The pneumothorax is just one of the complications that have to be considered. It’s easy to be distracted by the pain of the broken fib and not concentrate on what’s important, the ability of the patient to breathe. The lung collapse is not all or nothing, it may be tiny and only seen as an incidental finding on a chest x-ray or Ct scan, it can be a complete collapse or the collapse can be somewhere in between. A smaller pneumothorax may not be appreciated on physical examination and for that reason a plain chest x-ray is an important screening tool in patients with chest injury. In addition to the collapsed lung, the doc will be looking for a contusion or bleeding in the chest. It is not meant to look for broken ribs. While more broken ribs presume increased force of trauma and increased risk of pneumothorax, the purpose of the test is to look for the lung damage and not any rib injury.

http://www.dreamstime.com/royalty-free-stock-photography-pneumothorax-image26701217

So Tony Romo keeps playing and Brandon Marshall goes to the hospital and gets a tube put in his chest. The way a traumatic pneumothorax is treated depends on how much air has escaped into the pleural space and how much the lung has collapsed.
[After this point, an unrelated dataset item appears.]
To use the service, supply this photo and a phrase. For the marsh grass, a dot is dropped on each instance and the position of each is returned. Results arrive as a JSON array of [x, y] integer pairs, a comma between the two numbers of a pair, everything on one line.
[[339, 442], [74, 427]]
A tiny pneumothorax can be watched but larger ones need to have the air sucked out and the negative pressure re=established for the breathing mechanism to work again. A chest tube is placed through a stab incision in between the ribs and threaded into place. It is then hooked up to suct8ion and the patient is observed. If all goes well, the lung injury heals itself, the air leak stops and the tube can be removed in a couple of days. If all doesn’t go well, surgery may be required to repair the lung.

cchest tube

Aside from the lung, the ribs protect all sorts of vital structures from the heart and great vessels (think aorta, vena cava and others) in the chest, to the liver and spleen in the abdomen. Predicting the future is a fool’s game for doctors caring for trauma patients. Some, like Romo, will have an injury and do well. Others like Marshall will gradually decompensate with complications. Trauma is a worthy adversary and can lull doctors into a false sense of security when victims initially don’t look “too” injured. Just a reminder why medicine is a combination of science and art.